One fundamental issue is that what's asked is unspecified, because the point multiplication algorithm used to compute $dG$ from $d$ is unspecified. Several algorithms for that yielding the same $(Q_x,Q_y)$ exist, and they differ in regard to if the final operation is a point doubling or a point addition.

In particular, one of the simplest algorithm to compute $dG$ from $d$ is:

  • $R:=\mathcal O$

  • $S:=G$

  • For each bit $d_i$ of the binary expression of $d$, starting from low-order bit

    • if $d_i=1$ then $R:=R+S$
    • $S:=2S$
  • Output $R$.

    For every valid $d$ (that is $0<d<n$ where $n$ is the order of $G$), the operation $R+S$ that is conditionally performed is a true point addition (that is $R\ne S$).

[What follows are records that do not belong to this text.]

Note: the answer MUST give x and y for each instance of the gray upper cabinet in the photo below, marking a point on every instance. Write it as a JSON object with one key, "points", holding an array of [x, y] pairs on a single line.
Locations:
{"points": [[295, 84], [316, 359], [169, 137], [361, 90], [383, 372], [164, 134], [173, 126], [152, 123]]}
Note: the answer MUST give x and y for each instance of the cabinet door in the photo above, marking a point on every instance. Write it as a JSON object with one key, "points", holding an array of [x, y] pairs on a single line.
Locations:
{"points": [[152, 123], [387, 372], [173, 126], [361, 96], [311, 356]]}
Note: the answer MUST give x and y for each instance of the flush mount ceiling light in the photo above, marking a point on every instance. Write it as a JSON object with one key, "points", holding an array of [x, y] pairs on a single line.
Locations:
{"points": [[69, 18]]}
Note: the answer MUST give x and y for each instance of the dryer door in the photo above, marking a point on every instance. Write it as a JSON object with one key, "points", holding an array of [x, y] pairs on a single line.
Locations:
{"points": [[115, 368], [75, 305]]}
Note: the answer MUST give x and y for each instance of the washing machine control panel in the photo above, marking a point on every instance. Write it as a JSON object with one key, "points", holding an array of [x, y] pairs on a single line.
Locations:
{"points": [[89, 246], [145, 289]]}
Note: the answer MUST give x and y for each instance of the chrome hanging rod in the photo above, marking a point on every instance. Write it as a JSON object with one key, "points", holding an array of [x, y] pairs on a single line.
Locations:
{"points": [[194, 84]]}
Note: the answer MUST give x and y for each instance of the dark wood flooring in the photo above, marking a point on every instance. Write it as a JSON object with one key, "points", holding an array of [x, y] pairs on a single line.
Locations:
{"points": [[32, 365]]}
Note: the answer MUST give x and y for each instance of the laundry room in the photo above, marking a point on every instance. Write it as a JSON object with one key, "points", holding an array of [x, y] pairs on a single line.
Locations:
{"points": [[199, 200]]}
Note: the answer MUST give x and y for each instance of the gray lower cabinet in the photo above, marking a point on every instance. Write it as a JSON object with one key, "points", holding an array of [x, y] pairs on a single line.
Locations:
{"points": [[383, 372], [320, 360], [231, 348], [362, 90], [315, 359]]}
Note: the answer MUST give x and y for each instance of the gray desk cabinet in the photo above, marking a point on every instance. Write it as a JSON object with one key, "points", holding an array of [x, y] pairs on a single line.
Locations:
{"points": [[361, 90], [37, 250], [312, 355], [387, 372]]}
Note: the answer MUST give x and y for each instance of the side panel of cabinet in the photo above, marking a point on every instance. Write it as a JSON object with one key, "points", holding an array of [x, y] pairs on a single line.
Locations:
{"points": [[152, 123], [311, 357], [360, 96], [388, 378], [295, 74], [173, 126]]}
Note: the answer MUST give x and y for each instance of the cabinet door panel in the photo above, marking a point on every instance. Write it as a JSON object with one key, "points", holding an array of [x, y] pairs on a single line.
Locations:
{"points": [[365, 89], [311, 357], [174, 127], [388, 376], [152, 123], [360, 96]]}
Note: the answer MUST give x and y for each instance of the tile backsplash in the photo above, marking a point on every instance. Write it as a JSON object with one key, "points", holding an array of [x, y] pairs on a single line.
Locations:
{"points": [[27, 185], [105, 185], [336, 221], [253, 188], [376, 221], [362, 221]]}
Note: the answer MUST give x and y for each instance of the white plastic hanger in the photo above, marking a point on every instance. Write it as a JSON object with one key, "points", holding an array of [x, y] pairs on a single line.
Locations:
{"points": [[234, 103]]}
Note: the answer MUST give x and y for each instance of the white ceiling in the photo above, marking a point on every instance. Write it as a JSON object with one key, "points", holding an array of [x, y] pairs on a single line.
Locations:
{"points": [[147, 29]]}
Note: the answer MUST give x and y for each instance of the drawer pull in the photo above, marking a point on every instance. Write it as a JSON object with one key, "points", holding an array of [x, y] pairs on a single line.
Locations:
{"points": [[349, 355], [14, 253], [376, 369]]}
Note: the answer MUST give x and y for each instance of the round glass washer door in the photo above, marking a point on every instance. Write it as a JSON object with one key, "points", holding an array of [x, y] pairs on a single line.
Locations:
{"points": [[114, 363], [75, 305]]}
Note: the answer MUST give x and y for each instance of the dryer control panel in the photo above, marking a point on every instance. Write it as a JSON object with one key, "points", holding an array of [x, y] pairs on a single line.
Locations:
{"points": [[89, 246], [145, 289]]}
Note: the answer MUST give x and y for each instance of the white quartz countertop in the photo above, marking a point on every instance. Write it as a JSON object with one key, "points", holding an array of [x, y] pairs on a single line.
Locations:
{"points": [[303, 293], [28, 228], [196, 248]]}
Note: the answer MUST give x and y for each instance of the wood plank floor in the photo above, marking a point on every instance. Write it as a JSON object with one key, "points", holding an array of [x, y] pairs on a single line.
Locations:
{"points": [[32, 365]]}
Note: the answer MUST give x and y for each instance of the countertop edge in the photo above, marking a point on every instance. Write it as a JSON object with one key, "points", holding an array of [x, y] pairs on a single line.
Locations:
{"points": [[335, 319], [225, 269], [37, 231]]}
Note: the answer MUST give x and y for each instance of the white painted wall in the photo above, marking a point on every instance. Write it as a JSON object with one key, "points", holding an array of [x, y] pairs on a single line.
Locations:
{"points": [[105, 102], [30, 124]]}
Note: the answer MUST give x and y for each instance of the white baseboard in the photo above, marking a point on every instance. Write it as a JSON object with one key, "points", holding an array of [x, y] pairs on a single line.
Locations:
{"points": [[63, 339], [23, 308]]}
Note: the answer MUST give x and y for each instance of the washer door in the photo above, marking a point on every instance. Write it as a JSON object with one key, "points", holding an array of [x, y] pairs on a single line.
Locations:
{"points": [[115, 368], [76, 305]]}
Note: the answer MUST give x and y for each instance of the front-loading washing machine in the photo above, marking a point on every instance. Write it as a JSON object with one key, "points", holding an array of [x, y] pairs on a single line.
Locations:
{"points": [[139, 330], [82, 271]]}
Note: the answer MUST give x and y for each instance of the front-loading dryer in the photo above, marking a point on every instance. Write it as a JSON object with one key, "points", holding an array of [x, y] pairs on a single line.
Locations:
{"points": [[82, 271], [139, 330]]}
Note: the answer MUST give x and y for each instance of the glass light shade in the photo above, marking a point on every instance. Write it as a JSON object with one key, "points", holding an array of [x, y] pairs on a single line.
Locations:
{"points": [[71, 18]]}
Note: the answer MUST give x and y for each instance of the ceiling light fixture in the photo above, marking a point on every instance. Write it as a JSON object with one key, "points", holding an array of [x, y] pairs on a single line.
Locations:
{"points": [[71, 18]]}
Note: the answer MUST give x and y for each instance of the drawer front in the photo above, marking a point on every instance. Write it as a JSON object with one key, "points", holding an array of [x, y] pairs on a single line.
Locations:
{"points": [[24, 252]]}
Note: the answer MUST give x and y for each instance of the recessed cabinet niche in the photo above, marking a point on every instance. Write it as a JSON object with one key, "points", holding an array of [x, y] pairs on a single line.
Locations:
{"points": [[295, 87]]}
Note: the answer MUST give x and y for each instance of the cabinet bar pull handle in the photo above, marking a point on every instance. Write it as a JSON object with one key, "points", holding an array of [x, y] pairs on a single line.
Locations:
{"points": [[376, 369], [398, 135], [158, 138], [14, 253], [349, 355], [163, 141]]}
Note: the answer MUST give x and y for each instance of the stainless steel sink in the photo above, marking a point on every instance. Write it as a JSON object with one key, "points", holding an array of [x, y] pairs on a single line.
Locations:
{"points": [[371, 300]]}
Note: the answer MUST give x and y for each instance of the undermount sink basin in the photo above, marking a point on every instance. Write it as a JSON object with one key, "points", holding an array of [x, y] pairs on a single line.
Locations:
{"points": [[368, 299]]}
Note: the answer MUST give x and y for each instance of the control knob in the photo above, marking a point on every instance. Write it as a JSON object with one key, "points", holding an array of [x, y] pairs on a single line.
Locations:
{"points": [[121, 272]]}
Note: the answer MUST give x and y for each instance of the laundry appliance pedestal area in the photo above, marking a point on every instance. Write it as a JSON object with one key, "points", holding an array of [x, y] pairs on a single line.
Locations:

It follows that the final output always is obtained by point addition.

Even if we specify an algorithm such that the nature of the last operation is determined by $d\bmod2=d_0$, we believe that it's not computationally possible to guess that bit $d_0$. Argument: if that was possible, another algorithm (detailed below) can be constructed that would allow to find the private key $d$. But elliptic curves groups used in cryptography are chosen so that it's believed practically impossible to find $d$ from $Q$ by any existing mean.

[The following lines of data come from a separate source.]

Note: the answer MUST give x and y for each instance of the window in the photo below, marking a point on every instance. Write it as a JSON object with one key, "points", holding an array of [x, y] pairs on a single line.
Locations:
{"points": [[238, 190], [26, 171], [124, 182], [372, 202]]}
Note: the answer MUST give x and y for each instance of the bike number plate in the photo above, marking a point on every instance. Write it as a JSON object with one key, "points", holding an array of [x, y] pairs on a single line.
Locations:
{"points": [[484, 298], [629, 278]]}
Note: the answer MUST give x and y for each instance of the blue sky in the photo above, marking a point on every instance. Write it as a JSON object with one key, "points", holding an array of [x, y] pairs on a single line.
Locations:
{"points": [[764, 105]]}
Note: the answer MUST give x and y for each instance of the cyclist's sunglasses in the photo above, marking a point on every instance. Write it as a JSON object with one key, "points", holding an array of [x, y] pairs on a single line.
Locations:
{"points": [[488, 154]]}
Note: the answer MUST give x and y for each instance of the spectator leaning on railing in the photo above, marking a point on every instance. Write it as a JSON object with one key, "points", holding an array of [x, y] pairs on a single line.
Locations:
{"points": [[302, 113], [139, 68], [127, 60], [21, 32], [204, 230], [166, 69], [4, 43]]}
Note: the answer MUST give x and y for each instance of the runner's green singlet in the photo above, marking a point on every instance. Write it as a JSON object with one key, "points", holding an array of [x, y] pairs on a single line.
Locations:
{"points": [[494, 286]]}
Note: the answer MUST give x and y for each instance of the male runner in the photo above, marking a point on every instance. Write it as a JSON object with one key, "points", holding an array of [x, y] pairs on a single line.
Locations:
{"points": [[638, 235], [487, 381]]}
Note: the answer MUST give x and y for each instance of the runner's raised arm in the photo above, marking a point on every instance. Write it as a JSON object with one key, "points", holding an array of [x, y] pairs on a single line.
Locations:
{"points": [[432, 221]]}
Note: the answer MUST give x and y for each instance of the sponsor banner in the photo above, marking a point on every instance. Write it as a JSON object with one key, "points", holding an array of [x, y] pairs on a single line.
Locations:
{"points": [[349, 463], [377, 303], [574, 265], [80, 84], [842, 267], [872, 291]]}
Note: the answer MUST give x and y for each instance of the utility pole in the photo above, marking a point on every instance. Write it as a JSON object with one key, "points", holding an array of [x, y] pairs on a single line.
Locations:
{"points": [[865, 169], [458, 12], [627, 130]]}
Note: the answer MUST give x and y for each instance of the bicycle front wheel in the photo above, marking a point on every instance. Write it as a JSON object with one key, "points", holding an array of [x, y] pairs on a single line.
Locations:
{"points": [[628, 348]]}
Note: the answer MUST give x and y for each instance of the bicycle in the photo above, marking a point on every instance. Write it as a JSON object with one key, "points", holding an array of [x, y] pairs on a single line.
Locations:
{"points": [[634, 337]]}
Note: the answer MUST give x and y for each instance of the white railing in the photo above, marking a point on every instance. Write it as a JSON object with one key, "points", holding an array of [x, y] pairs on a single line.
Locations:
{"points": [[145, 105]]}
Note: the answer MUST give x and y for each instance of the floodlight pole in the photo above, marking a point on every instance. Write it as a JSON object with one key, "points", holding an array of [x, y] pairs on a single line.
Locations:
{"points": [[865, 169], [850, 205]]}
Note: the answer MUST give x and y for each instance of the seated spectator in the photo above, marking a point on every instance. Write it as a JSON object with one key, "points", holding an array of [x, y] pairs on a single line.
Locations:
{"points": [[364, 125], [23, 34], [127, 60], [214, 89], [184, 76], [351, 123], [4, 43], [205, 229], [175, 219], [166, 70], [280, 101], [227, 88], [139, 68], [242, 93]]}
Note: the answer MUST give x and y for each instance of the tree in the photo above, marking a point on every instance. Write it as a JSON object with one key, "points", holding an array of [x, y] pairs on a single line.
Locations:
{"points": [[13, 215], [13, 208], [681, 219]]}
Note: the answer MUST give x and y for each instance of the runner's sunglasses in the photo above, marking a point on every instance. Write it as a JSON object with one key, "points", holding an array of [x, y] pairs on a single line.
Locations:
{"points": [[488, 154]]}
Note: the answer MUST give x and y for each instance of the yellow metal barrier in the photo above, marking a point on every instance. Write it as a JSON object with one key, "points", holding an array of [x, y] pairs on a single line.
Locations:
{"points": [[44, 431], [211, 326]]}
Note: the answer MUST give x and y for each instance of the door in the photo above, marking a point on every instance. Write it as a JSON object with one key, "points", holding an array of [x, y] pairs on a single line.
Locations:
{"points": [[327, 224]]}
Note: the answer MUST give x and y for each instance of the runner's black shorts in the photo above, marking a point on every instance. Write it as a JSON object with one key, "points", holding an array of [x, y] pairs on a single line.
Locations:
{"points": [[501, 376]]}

Assume there's an algorithm that, from the coordinates $(Q_x,Q_y)$ of public key $Q$ such that $Q=dG$ with $0<d<n$ (where $n$ is the prime order of $G$), outputs bit $d_0$ of $d$.

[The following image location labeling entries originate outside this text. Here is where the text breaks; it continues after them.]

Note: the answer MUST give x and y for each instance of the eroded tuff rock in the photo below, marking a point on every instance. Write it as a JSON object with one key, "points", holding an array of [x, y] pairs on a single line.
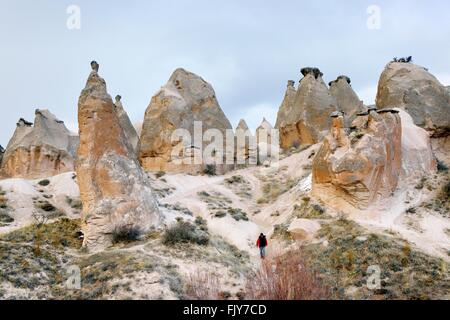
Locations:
{"points": [[44, 149], [114, 190], [2, 151], [418, 159], [309, 121], [414, 89], [245, 145], [360, 165], [286, 113], [268, 143], [125, 123], [346, 98], [185, 99]]}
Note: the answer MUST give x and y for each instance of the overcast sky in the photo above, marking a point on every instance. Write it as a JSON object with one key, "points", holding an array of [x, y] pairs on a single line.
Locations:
{"points": [[246, 49]]}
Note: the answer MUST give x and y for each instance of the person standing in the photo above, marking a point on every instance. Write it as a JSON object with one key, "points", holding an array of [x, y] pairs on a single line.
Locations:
{"points": [[262, 243]]}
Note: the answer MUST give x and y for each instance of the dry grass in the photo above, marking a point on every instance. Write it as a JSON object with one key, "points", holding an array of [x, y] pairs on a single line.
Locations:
{"points": [[286, 277], [202, 285]]}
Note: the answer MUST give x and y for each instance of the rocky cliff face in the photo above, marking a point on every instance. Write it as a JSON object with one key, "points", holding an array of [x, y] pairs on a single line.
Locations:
{"points": [[268, 143], [308, 121], [245, 145], [360, 165], [185, 99], [286, 113], [44, 149], [347, 100], [417, 155], [114, 190], [414, 89], [127, 126], [2, 151]]}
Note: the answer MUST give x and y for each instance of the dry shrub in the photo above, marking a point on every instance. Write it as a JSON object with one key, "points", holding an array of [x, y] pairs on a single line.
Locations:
{"points": [[286, 277], [202, 285]]}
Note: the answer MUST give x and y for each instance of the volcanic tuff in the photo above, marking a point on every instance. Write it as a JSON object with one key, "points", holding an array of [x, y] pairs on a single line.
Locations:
{"points": [[245, 144], [125, 123], [114, 190], [414, 89], [347, 100], [307, 121], [363, 165], [41, 150], [185, 99]]}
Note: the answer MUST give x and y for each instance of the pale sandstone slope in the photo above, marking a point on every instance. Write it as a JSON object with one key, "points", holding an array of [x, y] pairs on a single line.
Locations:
{"points": [[114, 189]]}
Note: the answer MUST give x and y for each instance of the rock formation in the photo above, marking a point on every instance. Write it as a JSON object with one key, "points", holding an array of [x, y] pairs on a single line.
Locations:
{"points": [[186, 99], [309, 121], [414, 89], [360, 165], [44, 149], [268, 143], [2, 151], [125, 123], [288, 136], [245, 145], [417, 155], [114, 190], [347, 100]]}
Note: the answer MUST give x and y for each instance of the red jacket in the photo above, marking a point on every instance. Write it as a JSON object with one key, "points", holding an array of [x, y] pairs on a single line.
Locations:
{"points": [[259, 242]]}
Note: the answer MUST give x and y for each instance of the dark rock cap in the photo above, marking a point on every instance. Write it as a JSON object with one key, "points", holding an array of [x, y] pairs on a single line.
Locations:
{"points": [[336, 114], [23, 122], [310, 70], [94, 65], [388, 110], [342, 77]]}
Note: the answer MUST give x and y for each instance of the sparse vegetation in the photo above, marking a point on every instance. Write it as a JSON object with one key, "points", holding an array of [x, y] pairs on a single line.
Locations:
{"points": [[185, 232], [202, 285], [240, 186], [286, 277], [210, 170], [74, 203], [281, 231], [441, 166], [160, 174], [275, 188], [126, 233], [349, 253], [44, 182]]}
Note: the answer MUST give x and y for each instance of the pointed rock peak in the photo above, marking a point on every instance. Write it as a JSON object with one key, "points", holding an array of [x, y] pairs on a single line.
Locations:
{"points": [[242, 125], [291, 83], [313, 71], [340, 78], [265, 125], [24, 123], [95, 66], [95, 85], [46, 114], [403, 60]]}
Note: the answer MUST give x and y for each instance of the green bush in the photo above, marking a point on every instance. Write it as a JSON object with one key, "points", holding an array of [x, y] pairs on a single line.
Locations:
{"points": [[185, 232], [44, 182], [126, 233], [442, 167], [210, 170]]}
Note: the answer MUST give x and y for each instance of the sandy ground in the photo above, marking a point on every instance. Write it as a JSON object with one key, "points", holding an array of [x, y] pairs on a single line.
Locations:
{"points": [[426, 230]]}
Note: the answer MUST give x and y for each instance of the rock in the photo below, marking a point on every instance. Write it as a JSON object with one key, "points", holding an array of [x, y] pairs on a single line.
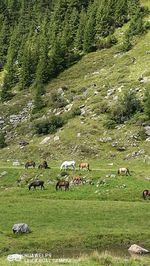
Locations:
{"points": [[16, 257], [23, 143], [137, 249], [20, 228], [147, 130], [56, 138], [45, 140], [16, 163], [3, 173]]}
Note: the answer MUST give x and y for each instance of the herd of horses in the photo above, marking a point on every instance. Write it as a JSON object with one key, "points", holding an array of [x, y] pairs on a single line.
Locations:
{"points": [[76, 179]]}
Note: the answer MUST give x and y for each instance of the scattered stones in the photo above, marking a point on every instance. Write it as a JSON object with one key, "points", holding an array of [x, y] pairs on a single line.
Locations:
{"points": [[45, 140], [16, 163], [56, 138], [3, 173], [105, 139], [21, 228]]}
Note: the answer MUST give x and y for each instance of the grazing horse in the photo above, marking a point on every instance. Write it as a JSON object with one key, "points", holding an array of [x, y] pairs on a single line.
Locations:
{"points": [[146, 193], [68, 164], [29, 164], [77, 179], [84, 166], [44, 165], [36, 183], [123, 171], [62, 183]]}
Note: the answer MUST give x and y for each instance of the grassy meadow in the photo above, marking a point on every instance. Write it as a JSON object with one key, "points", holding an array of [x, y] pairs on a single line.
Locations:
{"points": [[109, 213]]}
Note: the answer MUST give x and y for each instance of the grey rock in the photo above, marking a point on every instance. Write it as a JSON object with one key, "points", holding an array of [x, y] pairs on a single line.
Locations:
{"points": [[21, 228]]}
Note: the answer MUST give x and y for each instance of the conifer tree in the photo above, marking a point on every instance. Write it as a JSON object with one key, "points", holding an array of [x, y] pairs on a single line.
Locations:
{"points": [[80, 30], [89, 33]]}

Given $Q$ as $(Q_x,Q_y)$, test if $Q=G$, in which case $d=1$. Otherwise, compute $d_0$ with the algorithm, then $(Q'_x,Q'_y)$ for point $Q':=((n+1)/2)(Q-d_0G)$. It holds $Q'=d'G$ with $0<d'=\lfloor d/2\rfloor<n/2<n$, therefore the algorithm can be used to find the low-order bit $d'_0$ of $d'$, and that is the second-low-order bit $d_1$ of $d$.

That can be extended to find all bits of $d$, and to a probabilistic algorithm that works even if the hypothesized algorithm finds $d_0$ only for a (distinguishable, non-vanishing) subset of the $Q=dG$, and is not entirely reliable.